There are certain milestones in a feminist blogger’s career–the first time someone “discovers” your real name and blasts it all over the internet; the first time someone comments and says “your fat” or “your gay”; the first time someone tells you that you just need to find a man, but of course, no man will have you, because you are bossy and ugly–that tell you you’re on the right track.
Yesterday, I feel like I hit a number of those milestones all at once.
First, Dan Turnbow over at Post Politics lumped me in with Southern Beale and The Tennessee Guerrilla Women:
If Kimmy would promise to have the state troopers arrest Bush and Cheney if they ever set foot in Tennessee so she could turn them over to the Hague for war crimes. Then B,Sobeale,guerilla women and the rest of the lady libs would be panting like a teenage girl watching Zac Efron over Kimmy.
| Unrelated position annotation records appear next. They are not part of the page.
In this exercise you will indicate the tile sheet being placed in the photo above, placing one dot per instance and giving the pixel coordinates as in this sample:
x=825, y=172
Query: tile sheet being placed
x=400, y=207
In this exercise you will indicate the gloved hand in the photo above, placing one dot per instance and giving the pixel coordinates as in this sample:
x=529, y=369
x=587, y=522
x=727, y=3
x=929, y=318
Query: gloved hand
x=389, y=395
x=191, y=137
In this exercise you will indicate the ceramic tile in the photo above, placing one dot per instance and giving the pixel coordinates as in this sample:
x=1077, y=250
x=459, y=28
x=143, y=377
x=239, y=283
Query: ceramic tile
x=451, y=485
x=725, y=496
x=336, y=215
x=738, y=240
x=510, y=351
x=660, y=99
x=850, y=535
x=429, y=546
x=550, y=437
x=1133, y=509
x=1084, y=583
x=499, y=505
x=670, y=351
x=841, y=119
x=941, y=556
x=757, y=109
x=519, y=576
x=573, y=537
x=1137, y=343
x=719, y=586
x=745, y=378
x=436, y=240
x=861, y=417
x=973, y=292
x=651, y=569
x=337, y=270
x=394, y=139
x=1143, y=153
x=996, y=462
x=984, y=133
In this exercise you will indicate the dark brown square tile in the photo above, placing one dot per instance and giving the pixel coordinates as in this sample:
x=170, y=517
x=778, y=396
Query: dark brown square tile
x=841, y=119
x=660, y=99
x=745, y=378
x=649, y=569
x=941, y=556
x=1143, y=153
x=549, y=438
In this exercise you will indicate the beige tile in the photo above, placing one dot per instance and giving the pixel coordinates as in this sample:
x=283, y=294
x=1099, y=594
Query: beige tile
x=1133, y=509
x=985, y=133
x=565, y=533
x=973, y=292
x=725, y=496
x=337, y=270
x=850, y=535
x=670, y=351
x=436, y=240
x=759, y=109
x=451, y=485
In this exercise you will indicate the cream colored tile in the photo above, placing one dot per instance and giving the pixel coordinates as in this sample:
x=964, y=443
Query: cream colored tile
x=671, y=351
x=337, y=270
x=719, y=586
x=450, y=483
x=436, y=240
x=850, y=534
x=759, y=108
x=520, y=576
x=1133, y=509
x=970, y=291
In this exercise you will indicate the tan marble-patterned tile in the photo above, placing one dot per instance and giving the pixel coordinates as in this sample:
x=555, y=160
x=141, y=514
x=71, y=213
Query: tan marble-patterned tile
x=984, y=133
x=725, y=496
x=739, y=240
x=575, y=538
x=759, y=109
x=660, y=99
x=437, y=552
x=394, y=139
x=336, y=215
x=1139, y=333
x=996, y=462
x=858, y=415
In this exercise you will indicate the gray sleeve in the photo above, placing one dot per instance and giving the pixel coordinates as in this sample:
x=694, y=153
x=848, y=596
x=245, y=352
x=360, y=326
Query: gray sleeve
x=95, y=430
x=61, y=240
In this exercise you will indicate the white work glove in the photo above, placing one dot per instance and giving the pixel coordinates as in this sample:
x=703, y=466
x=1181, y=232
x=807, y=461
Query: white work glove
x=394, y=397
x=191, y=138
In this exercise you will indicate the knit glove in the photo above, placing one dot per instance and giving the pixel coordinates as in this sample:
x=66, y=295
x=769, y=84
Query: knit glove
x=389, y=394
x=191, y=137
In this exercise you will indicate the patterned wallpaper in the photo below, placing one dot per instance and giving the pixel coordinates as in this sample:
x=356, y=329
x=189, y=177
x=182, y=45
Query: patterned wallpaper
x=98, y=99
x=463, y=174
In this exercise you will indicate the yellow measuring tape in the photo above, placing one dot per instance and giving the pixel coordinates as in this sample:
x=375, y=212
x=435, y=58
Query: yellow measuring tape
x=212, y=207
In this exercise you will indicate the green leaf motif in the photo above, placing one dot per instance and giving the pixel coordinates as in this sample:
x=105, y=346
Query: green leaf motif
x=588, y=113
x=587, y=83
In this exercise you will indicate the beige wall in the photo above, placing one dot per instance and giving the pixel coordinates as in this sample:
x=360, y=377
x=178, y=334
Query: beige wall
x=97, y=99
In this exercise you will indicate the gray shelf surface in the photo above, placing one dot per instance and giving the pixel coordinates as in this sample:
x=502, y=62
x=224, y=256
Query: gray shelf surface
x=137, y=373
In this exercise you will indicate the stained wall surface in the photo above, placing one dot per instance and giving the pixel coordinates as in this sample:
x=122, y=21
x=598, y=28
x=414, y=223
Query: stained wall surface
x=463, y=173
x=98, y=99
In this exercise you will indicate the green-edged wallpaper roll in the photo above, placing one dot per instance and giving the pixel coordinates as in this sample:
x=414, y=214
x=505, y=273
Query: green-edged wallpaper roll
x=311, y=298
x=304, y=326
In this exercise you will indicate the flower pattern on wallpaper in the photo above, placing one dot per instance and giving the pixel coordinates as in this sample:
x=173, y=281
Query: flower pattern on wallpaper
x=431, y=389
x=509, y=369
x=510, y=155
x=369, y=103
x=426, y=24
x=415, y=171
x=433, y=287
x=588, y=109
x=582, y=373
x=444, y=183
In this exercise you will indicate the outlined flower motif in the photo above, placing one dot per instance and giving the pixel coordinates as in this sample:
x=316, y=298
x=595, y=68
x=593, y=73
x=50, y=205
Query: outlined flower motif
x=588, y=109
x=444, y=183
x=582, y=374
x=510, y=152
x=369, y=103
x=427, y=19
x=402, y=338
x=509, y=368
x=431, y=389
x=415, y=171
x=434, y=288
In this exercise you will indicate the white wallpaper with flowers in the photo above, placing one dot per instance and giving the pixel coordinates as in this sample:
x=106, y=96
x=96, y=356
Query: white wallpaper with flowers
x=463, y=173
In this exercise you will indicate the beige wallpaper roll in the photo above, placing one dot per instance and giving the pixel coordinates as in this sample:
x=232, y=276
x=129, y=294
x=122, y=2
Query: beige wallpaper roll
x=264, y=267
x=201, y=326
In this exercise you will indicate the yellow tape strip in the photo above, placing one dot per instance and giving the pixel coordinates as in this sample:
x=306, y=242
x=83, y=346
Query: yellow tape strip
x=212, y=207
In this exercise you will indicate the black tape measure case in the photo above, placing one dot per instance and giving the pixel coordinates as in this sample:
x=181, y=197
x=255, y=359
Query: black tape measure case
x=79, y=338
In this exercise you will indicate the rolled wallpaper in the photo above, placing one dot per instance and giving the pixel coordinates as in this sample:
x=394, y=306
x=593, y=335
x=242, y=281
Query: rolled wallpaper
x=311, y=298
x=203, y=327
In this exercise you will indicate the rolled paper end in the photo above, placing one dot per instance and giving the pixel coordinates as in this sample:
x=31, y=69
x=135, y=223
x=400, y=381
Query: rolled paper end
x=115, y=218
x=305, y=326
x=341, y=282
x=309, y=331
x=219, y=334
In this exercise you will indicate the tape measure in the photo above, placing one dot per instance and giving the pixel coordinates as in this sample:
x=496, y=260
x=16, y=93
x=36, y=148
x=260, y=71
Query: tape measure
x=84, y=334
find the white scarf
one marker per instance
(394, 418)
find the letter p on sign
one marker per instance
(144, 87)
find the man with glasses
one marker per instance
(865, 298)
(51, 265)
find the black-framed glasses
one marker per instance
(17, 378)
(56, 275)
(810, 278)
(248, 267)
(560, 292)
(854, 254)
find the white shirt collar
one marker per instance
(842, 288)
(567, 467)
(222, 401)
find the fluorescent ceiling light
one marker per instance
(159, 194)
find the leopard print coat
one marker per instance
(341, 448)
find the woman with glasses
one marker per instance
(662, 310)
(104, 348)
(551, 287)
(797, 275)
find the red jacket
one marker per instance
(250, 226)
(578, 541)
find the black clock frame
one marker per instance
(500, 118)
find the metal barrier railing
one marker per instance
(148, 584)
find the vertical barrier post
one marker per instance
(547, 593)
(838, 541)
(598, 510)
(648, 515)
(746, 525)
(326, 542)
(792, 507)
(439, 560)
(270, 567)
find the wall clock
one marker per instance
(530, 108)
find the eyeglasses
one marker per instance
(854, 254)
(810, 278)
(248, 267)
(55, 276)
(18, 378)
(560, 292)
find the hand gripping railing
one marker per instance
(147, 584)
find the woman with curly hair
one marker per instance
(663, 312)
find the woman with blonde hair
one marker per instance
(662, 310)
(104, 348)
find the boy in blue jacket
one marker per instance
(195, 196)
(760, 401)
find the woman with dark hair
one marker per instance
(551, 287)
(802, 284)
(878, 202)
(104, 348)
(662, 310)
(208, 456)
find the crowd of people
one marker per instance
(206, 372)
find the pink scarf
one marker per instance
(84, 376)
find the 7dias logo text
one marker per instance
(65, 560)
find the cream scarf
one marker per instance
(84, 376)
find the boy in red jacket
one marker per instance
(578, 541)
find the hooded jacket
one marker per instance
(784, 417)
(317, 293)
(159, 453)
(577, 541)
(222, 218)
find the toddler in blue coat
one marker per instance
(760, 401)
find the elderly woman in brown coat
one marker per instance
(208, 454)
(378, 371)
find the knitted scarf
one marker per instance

It’s practically perfect. There’s this thing, which purpotes to be a sentence, that starts with “If” that involves some fantasy he assumes I have of having Bush and Cheney arrested. That’s funny enough. But let’s look at the sentence starting “then” which is un-parsable, I think. How does it work? Are the lady libs panting over Kim McMillan the way that teenage girls pant over Zac Efron? Are we panting like teenages girls pant when they watch Zac Efron have sex with Kim McMillan. Are we panting like teenage girls when we watch Zac Efron having sex with Kim McMillan. “Zac Efron over Kimmy” is a euphamism for sex, right?
Anyway, I have discovered that, when they start lumping you in with Egalia, you know you’ve irritated some folks.
Woo hoo!
And then…
And then…
I think I got concern-trolled by Pith! Note that again, I’m being lumped in with Southern Beale (which causes me to about die of flattery), because Woods is concerned that we’re not supporting McMillan, when, apparently, it is obvious that we should because, though we may not have noticed, she is a woman and we are women!!!!! And then bb tries to warn me that I cannot possibly be a successful political blogger if I don’t know everything there is to know about state-wide politics the second I am called to task by Jeff Woods.
This makes me laugh so hard.
I mean, looking at my numbers, and judging by my most popular posts, I am actually a very shitty hermaphrodite porn blogger who is disappointing her core audience by only posting about hermaphrodite porn once. If I wanted numbers and influence, I would chuck all this and devote my time solely to watching and blogging about very poor quality hermaphrodite porn.
Oh well, I’m missing my calling, apparently.